# Noise shaper system equations

Here are a few quick notes on digital noise shapers, primarily for my own reference.

## Introduction

Here we have a traditional noise shaper setup, consisting of an Nth-order loop filter and a quantizer:

When a linear model is assumed, the noise transfer function (NTF) $H_{ntf}$ can be expresses as a function of the loop filter:

$H_{ntf}(z) = \frac{1}{1+H_{loop}(z)}.$

The loop filter also changes the frequency response of the input signal:

$H_{sig}(z) = \frac{H_{loop}(z)}{1+H_{loop}(z)}.$

Assuming the loop gain is very high in the lower part of the spectrum, where the desired signal is present, this frequency response can be approximated as:

$H_{sig}(z) = \frac{H_{loop}(z)}{1+H_{loop}(z)} \approx \frac{H_{loop}(z)}{H_{loop}(z)} = 1.$

In effect, given enough in-band loop gain, the frequency domain distortion is negligible.

## Causal loop filters

Given a desired noise transfer function $H_{ntf}$, the loop filter can be derived as follows:

$H_{loop}(z) = \frac{1}{H_{ntf}(z)} - 1$

Now, splitting the NTF into its poles A(z) and zeroes B(z), the loop filter can be expressed as:

$H_{loop}(z) = \frac{A_{ntf}(z)}{B_{ntf}(z)} - 1$

and therefore:

$H_{loop}(z) = \frac{A_{ntf}(z) - B_{ntf}(z)}{B_{ntf}(z)}.$

For the loop to be causal, the loop filter must have at least one pure delay.
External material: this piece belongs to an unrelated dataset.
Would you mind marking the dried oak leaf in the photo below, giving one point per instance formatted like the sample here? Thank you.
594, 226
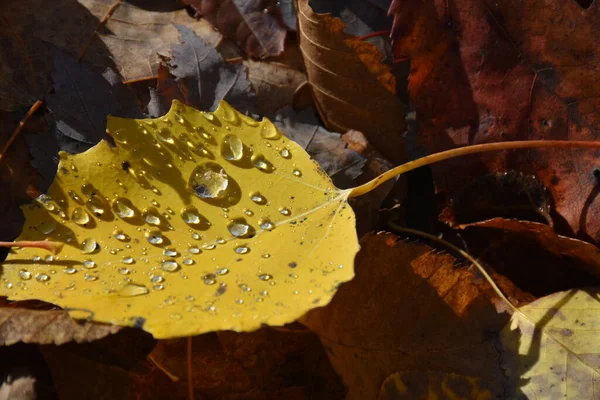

Given that $A(z) = 1 - a_1 \cdot z^{-1} - a_2 \cdot z^{-2} - \ldots - a_n \cdot z^{-n}$, if we force the first coefficient of B(z), i.e. $b_0$, to be equal to 1, the first coefficient of the resulting loop filter numerator will be zero and the loop filter is guaranteed to have at least one delay.